SERKs regulate embryonic cuticle integrity through the TWS1-GSO1/2 signaling pathway in Arabidopsis.

The embryonic cuticle integrity is critical for the embryo to separate from the neighboring endosperm. The sulfated TWISTED SEED1 (TWS1) peptide precursor generated in the embryo diffuses through gaps of the nascent cuticle to the surrounding endosperm, where it is cleaved by ABNORMAL LEAF SHAPE1 (ALE1) and becomes an active mature form. The active TWS1 is perceived by receptor-like protein kinases GASSHO1 (GSO1) and GSO2 in the embryonic epidermal cells to start the downstream signaling and guide the formation of an intact embryonic cuticle. However, the early signaling events after TWS1 is perceived by GSO1/2 are still unknown.
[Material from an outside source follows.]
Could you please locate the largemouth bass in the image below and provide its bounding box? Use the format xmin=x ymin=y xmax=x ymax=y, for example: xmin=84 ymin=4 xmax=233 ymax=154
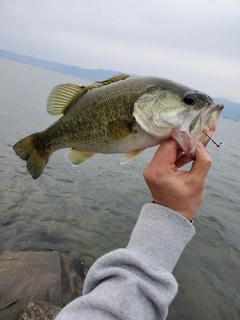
xmin=13 ymin=75 xmax=223 ymax=179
Here, we report that serk1/2/3 embryos show cuticle defects similar to ale1, tws1, and gso1/2. Genetic and biochemical analyses were performed to dissect the signaling pathway mediated by SOMATIC EMBRYOGENESIS RECEPTOR-LIKE KINASEs (SERKs) during cuticle development. SERKs function with GSO1/2 in a common pathway to monitor the integrity of the embryonic cuticle. SERKs interact with GSO1/2, which can be enhanced dramatically by TWS1. The phosphorylation levels of SERKs and GSO1/2 rely on each other and can respond to and be elevated by TWS1. Our results demonstrate that SERKs may function as coreceptors of GSO1/2 to transduce the TWS1 signal and ultimately regulate embryonic cuticle integrity.